Feature

THE CASH IN QUERIES:

who will own mobile search? The likes of Google and Yahoo are pushing hard for a presence in the mobile market. But will competition or collaboration drive the market for mobile search? Andy Walker of m-spatial thinks the mobile operators will have to get themselves organised, and suggests that ‘local search’ will play a key role ...

Mobile search has rarely been out of the news in early 2006, thanks principally to the plethora of partnerships between Google and major mobile players, and Microsoft’s entry into the arena with the acquisition of MotionBridge. In reality, though, internet search and operator communities are in a remarkably competitive position. Both are pushing to own the consumer; and as far as the man on the street is concerned, the internet giants’ brand loyalty may very well eclipse that of the operator.


The operators are being kept awake at night by the spectre of the major internet circumventing the mobile portals in which they have invested so much. Should they prove the benefits of their portals and encourage on-portal co-operation, or suitup for off-portal competition?



Portal wars

As household names, the search giants have the potential to persuade large numbers of consumers to abandon operator portals altogether and instead access their data services directly via branded off-portal search engines. Add to the mix a ‘free-to-consumer’ internet business model, and the premium rate content services underpinning many operator portals begin to look decidedly unappealing.


However, whilst there are obvious attractions to collaborating with the search players, mobile networks need to leverage their existing assets to consider cooperation from a position of strength. This means exploiting their expertise, heritage and the innovative players in their existing value chain to ensure the most compelling overall mobile search experience.

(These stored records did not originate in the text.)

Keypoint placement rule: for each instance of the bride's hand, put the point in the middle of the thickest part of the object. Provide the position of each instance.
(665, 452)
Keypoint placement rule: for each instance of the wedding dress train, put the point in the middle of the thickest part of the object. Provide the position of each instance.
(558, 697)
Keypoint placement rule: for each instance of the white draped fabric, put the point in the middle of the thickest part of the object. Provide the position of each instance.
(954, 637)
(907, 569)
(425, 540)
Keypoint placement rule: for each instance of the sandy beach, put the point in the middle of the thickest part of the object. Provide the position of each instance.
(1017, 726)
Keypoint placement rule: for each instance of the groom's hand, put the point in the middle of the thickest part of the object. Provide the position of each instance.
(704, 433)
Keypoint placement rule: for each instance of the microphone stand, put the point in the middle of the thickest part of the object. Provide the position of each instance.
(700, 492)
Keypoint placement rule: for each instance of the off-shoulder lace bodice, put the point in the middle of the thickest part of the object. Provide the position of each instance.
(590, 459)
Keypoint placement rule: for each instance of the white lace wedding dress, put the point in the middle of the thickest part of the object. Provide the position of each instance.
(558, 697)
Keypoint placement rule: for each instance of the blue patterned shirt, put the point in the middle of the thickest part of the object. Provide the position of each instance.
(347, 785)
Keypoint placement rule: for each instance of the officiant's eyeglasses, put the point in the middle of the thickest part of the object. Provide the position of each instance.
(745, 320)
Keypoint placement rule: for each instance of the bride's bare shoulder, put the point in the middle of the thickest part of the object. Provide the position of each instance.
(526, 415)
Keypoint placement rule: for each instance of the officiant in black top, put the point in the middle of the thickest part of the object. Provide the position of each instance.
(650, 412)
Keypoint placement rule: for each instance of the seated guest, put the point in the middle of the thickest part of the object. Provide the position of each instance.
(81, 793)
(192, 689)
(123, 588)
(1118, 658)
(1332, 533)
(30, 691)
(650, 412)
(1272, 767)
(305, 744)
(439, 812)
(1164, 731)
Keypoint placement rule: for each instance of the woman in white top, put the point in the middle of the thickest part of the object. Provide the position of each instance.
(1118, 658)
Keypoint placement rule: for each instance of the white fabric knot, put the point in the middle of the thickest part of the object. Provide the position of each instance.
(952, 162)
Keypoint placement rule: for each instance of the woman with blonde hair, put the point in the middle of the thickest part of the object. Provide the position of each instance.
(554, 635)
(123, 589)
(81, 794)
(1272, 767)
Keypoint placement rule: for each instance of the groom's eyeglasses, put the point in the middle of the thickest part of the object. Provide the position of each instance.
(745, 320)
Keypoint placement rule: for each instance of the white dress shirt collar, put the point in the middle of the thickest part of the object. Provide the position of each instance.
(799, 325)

It is increasingly accepted that the area showing most consumer value is mobile local search. Analysts Kelsey Group estimate local search accounted for 20% of all online search queries in 2005, suggesting a $5.1bn revenue projection for North American local search by 2009. The immediacy of need from ‘on-the-move’ consumers and the ability to deliver these users to local merchants as qualified leads, (through a highly targeted, non-intrusive contextual advertising model), is likely to see this figure eclipsed in the mobile environment.



The mobile difference

Of course, consumer adoption is predetermined by how intuitive and easy the interface is, and fortunately for MNOs this is where cracks appear when taking an online service into the mobile world. The conventional ‘type, browse and choose’ internet search delivers access to multiple results gathered from largely unstructured ‘web-crawled’ content – not a viable user experience on the handset.


Furthermore, the small screen and keypad, and the limited patience of the mobile user wanting immediate in-depth information, offers significant challenges. What is required is a radical new approach that takes advantage of structured mobile content sources and eliminates the trial and error element of so many internet searches.



Good news

This is good news for MNOs. Firstly, they have access to a value chain of innovative and fast moving suppliers who can deliver ‘made for mobile’ technology within a white label business model. Secondly, they have the advantage of an established and growing content ecosystem for providing the multiple sources of structured content that is required.


So rather than presenting the user with a text-based search box, a structured underlying content base enables users to ‘discover’ the information via a dynamic ‘assisted browsing’ menu-driven experience. This approach minimises typing and the need to browse irrelevant results.


It can also take advantage of contextual information such as ‘time of day’ and ‘user profile’ to present options to the user in order of likely relevance – a critical feature for a successful mobile service.


Deploy this as a single on-portal ‘front end’, aggregating information from multiple local content sources from across the mobile internet, and you create a specific ‘made for mobile’ application to impress even the most cynical of searchers.


This also offers the dual benefit of giving consumers quick access to many existing on-portal services, currently deeply hidden from all but the most determined portal users.


By offering a compelling mobile local search user experience sourced from innovative suppliers, and taking advantage of their existing content eco-systems, MNOs can generate new revenues and radically improve the usability of their mobile portals. In doing so they not only leave their options open to collaborate closely with the major search engine players, but do so from a position of greatly increased strength.



Andy Walker is CEO of m-spatial, based in Cambridge and regarded as the market leader in mobile local search.